Metformin “offers the potential for a drug that can target cancer in a relatively safe manner and won’t cost as much as other targeted therapies coming down the line,” says Geoffrey Girnun, a cancer biologist at the University of Maryland School of Medicine in Baltimore. Girnun led a recent study, published in the April 2012 issue of Cancer Prevention Research, which suggested that metformin prevented the growth of liver tumors in mice. “Diabetics take metformin chronically, and by and large they have low incidence of side effects,” he says. Generic versions of the drug are as cheap as $1 per day, with some pharmacies giving it away for free.
The mechanism behind metformin’s anticancer activity isn’t clear. But the drug reduces blood concentrations of insulin—which is known to fuel some cancers—by activating an enzyme that helps muscles absorb glucose. That enzyme is also suspected of stimulating a protein that inhibits proliferation of malignant cells. Interest in metformin increased after a large study on the health of diabetics, published in 2005 in the British Medical Journal, suggested that the drug may reduce cancer risk. In a follow-up observational study, published in 2009 in Diabetes Care, the same researchers reported that among about 8,000 diabetics, cancer was diagnosed in 7.3 percent of metformin users compared with 11.6 percent of non-metformin users.

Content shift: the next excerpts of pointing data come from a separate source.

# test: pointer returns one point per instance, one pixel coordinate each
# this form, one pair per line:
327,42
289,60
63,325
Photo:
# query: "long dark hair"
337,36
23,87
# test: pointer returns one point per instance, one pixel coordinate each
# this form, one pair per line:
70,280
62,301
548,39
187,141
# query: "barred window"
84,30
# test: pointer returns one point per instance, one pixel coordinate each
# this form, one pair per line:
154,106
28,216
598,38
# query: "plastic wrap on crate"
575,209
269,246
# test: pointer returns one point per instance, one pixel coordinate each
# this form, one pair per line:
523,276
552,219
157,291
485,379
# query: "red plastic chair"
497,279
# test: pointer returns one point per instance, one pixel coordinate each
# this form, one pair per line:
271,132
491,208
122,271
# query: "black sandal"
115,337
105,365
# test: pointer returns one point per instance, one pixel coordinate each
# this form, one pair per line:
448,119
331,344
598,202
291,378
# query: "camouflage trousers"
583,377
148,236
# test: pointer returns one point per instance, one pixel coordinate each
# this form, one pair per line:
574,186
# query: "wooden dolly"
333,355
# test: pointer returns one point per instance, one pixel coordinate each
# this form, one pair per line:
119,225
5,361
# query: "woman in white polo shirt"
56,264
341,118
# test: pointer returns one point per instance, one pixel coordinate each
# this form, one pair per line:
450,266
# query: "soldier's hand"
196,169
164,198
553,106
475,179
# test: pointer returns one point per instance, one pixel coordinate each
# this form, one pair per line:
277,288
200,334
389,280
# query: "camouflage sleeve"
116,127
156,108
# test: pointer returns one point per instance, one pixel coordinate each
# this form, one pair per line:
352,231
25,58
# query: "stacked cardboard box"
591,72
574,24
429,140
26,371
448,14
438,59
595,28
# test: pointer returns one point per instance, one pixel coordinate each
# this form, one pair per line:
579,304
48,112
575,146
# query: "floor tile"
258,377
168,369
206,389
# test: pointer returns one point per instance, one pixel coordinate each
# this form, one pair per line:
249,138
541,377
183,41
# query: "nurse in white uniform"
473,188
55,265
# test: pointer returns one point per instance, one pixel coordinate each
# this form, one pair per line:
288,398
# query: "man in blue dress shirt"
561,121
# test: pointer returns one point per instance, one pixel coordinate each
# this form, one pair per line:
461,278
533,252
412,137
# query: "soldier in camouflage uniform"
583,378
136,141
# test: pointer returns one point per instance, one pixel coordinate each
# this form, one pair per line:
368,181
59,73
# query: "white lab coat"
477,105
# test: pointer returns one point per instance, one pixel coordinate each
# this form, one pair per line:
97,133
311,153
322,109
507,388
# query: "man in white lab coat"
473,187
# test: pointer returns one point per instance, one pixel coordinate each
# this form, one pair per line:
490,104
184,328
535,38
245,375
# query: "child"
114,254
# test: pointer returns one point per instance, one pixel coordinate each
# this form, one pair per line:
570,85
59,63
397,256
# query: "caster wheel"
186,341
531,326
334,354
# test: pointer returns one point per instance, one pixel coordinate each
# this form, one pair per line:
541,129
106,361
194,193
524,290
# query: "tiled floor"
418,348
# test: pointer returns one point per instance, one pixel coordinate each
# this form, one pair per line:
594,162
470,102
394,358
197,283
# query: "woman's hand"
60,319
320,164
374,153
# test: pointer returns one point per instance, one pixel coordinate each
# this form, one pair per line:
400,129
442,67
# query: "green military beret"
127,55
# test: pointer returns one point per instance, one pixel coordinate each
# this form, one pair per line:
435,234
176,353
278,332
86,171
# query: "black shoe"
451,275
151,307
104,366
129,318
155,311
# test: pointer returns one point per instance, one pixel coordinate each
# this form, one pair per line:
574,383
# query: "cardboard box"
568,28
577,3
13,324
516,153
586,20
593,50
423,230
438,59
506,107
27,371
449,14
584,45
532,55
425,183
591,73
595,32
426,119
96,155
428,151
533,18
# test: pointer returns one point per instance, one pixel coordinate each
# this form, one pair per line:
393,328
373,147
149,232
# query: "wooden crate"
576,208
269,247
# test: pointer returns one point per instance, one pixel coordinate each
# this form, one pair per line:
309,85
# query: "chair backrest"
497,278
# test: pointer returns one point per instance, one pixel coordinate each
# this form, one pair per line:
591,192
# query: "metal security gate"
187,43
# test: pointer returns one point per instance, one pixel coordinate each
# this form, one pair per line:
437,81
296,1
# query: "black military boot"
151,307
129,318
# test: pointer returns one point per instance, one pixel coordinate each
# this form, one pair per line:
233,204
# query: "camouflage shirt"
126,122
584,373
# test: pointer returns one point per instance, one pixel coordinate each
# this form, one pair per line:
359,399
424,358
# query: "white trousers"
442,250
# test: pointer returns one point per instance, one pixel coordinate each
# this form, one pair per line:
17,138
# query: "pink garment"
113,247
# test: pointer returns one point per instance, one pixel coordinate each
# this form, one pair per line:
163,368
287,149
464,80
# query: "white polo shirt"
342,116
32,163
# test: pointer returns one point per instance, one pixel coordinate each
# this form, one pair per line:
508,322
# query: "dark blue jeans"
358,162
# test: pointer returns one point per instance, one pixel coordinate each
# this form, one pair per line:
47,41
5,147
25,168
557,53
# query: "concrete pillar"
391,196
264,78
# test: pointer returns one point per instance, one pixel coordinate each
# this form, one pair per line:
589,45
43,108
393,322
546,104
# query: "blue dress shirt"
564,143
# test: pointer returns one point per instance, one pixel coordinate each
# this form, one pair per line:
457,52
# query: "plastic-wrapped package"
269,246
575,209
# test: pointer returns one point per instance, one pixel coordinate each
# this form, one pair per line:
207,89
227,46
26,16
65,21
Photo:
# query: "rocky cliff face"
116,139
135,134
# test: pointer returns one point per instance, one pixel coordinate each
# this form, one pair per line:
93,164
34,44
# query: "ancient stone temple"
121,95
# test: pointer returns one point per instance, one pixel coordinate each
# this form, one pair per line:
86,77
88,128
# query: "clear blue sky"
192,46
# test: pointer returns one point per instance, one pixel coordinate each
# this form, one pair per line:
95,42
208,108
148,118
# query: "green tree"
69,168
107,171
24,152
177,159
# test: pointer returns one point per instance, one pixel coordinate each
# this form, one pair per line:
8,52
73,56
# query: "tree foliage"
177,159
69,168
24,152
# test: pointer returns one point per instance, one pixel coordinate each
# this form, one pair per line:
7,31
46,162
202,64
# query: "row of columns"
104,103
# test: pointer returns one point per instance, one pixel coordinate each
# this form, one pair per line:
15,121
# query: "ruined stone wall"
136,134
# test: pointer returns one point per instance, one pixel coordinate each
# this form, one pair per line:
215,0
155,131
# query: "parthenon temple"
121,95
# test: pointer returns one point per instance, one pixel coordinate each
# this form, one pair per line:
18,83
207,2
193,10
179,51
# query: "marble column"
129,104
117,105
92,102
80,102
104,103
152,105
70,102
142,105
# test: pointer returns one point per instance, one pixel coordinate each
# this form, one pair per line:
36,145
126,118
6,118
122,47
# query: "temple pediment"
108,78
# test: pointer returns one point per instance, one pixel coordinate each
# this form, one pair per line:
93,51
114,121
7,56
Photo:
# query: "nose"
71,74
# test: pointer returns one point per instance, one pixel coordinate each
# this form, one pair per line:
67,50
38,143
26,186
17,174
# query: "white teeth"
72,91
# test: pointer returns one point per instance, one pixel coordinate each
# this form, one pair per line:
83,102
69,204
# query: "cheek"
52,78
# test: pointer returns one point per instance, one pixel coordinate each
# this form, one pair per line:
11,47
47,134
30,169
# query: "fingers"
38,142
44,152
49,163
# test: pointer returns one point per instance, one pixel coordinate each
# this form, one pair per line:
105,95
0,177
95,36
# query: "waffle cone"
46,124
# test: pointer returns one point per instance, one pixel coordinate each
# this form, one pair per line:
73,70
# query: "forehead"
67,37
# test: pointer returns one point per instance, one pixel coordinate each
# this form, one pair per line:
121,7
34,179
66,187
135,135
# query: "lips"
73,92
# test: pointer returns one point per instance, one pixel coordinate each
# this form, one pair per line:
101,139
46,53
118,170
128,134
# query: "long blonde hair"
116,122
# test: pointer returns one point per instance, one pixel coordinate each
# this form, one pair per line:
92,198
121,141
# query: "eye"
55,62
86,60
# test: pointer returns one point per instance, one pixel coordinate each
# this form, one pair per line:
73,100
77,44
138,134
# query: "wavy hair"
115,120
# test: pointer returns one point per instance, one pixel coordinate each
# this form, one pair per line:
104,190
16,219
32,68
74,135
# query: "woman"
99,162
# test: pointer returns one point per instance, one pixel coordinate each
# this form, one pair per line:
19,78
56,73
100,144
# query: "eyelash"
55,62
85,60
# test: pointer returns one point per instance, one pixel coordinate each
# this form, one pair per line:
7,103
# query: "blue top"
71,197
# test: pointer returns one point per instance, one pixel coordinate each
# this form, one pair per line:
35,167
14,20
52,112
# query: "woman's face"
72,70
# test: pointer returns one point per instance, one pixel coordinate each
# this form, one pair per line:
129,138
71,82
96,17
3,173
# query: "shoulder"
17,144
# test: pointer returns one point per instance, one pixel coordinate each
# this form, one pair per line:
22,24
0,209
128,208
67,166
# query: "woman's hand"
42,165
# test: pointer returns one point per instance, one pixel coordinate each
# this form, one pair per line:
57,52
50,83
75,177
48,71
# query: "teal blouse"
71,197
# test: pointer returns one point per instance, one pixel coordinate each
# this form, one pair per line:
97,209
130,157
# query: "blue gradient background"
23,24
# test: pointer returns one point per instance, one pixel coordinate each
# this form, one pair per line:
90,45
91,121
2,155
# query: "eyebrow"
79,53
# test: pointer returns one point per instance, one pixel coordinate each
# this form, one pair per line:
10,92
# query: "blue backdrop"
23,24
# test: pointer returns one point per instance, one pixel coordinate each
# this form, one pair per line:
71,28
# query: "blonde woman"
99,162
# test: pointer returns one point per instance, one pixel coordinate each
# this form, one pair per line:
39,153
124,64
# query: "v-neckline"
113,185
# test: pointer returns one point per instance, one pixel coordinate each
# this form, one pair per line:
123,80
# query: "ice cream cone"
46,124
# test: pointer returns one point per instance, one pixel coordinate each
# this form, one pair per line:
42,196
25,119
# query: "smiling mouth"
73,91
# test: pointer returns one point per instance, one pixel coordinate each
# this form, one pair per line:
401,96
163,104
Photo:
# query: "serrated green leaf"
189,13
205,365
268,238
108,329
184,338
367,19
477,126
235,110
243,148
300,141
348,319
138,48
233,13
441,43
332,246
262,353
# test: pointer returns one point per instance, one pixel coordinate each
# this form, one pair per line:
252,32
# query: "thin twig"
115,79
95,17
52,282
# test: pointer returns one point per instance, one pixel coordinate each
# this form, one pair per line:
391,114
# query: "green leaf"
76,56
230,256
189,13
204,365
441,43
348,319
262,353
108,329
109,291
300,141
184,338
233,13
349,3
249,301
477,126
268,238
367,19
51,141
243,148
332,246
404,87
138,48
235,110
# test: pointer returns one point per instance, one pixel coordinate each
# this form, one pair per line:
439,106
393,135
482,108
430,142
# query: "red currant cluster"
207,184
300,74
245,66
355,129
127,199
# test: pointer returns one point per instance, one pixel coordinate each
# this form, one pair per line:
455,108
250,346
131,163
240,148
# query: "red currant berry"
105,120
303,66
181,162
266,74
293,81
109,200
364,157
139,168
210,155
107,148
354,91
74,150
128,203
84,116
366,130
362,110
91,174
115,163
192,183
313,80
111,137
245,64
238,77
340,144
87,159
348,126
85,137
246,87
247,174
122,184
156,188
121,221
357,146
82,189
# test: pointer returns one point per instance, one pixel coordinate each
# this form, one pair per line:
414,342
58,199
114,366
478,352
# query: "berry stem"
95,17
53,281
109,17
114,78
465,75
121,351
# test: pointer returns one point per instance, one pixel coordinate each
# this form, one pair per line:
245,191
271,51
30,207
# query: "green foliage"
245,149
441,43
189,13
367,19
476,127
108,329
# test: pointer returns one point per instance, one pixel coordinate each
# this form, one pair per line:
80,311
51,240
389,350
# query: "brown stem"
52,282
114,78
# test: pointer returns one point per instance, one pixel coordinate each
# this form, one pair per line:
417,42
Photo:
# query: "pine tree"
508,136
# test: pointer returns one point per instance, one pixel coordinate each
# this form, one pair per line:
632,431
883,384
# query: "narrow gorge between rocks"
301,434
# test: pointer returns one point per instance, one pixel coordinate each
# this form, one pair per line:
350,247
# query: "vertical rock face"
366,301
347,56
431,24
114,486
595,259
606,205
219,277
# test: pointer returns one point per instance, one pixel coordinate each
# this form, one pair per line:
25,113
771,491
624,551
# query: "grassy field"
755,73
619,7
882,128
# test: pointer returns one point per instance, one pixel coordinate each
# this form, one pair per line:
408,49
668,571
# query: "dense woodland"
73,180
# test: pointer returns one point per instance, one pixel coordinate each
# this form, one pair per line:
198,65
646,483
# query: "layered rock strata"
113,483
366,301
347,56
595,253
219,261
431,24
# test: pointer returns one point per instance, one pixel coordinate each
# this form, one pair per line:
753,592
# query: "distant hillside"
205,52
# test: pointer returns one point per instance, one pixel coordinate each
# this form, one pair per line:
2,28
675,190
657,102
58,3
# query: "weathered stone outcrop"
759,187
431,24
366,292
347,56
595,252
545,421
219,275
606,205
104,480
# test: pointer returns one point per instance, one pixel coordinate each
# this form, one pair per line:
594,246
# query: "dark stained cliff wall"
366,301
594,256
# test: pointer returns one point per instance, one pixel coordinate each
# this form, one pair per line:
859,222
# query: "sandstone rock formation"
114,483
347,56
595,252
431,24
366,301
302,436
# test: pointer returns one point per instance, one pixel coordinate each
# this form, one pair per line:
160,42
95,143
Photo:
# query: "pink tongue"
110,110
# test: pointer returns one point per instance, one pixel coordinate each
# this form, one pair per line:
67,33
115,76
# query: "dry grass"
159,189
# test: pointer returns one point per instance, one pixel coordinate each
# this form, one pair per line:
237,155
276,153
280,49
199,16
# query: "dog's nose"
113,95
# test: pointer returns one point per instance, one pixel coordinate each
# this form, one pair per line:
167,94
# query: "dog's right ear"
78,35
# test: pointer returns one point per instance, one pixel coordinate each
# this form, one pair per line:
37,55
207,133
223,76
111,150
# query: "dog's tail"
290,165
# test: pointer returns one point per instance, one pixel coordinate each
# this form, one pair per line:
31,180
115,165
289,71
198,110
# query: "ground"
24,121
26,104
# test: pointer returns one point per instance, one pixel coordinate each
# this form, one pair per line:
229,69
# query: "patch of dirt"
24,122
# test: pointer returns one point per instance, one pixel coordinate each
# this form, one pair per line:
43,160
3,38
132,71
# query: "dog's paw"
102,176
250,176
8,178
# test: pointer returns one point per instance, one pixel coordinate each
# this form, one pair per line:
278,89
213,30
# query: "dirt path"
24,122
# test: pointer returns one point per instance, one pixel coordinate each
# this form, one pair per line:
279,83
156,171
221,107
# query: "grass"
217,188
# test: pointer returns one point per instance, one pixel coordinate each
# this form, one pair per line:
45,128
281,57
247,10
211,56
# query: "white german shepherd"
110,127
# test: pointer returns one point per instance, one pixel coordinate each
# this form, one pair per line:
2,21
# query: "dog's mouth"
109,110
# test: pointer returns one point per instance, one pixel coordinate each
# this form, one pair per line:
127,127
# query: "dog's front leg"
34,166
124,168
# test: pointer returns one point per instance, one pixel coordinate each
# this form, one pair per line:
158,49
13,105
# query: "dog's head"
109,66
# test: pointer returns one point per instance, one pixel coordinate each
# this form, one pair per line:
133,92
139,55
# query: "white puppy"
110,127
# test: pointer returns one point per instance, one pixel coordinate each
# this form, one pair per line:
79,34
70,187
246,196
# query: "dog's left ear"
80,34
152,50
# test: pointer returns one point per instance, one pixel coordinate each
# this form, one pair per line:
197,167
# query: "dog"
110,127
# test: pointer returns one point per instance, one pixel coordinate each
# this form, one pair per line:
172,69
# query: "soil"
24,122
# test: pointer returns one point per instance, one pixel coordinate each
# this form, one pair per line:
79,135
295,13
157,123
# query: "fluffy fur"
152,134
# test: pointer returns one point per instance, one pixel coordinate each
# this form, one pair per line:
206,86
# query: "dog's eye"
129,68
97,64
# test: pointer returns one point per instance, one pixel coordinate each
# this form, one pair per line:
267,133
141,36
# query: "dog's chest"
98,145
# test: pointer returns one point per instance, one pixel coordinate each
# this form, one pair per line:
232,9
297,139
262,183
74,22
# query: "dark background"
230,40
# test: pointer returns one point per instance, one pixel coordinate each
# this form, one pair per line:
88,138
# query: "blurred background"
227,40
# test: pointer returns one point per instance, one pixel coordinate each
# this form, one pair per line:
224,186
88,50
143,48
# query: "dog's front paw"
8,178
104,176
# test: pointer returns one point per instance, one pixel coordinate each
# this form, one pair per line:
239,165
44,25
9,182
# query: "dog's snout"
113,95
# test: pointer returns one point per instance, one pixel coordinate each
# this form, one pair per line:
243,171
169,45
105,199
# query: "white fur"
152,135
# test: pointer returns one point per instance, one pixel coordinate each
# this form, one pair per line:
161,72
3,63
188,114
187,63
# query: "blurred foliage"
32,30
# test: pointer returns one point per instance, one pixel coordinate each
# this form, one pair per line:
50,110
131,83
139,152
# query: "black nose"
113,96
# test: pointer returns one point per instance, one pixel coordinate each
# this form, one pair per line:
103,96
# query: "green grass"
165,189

Some of the most encouraging results have come primarily from cell and mouse studies—but more clinical trials are needed to determine whether humans exhibit similar effects from the drug. One ongoing trial, an international phase III study led by the National Cancer Institute of Canada, is examining metformin’s effects on early stage breast cancer. Ingrid Mayer, an oncologist at the Vanderbilt-Ingram Cancer Center in Nashville, Tenn., is an investigator on that study.
“In mouse models, metformin seems helpful for all kinds of breast cancers,” says Mayer. The drug even seems to decrease the growth of tumor cells and increase cell-death in “triple-negative” breast cancers, which are notoriously difficult to treat: “That subset of patients could benefit the most.”
Researchers like Mayer are looking forward to seeing how the drug works in people, to understand if and how it might fit into a treatment regimen.